More than 2,400 people have ended their lives thanks to Oregon’s assisted suicide law, with a new report revealing that the majority of the users now come from government-subsidized health insurance, and a comparable amount citing the belief that they consider themselves a burden on others.

This week, Right to Life News UK reported on a study published in the British Medical Association publication BMJ Supportive & Palliative Care, concerning the Oregon Death with Dignity Act. The act’s passage made Oregon the first state in the U.S. to allow assisted suicide in 1997; it was upheld by the U.S. Supreme Court in 2006.

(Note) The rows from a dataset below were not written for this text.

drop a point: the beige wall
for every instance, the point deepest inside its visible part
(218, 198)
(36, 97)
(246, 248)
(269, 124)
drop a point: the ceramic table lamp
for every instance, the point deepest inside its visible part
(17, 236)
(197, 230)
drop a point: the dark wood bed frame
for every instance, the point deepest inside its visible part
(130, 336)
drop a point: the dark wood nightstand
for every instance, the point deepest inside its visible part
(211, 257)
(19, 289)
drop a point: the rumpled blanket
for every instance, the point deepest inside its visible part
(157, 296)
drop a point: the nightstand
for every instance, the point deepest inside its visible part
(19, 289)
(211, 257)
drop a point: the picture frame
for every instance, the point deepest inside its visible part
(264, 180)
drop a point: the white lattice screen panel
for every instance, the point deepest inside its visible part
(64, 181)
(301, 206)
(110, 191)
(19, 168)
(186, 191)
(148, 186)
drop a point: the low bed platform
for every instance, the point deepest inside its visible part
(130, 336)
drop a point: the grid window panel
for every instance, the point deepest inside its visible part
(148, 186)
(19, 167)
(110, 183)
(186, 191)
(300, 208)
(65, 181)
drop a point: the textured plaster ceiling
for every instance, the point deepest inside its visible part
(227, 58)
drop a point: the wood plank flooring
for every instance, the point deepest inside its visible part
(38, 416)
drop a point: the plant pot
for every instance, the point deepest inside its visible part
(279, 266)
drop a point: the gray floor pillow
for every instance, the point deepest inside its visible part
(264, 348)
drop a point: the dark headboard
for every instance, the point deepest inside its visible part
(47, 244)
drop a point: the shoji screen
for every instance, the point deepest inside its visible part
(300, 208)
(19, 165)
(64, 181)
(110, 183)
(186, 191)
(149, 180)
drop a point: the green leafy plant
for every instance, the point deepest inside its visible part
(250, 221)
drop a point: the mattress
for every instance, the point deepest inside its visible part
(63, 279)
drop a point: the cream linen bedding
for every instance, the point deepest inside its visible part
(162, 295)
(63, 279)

Between 1998 and 2022, it is calculated that 2,454 have used the law to kill themselves, with an average age of 72.5. Last year, Oregon abandoned its residency requirement for assisted suicide, making the state a magnet for Americans interested in killing themselves.

The authors of the BMJ paper reviewed all of the Oregon Health Authority’s annual reports on assisted suicide since 1998 to identify trends in those taking advantage of the law. The average age of subjects has remained relatively steady, but other changes suggest increased senses of external pressure to commit suicide, and decreased efforts from medical professionals to prevent them from doing so.

“Over this time, patients’ health funding status changed from predominantly private (65%) to predominantly government support (79.5%), and there was an increase in patients feeling a burden and describing financial concerns as reasons for choosing an assisted death,” the authors found.

In the regime’s first five years, 30% of patients cited concerns about being a burden, but since 2017, that share has risen, to the point that last year 46% said the same.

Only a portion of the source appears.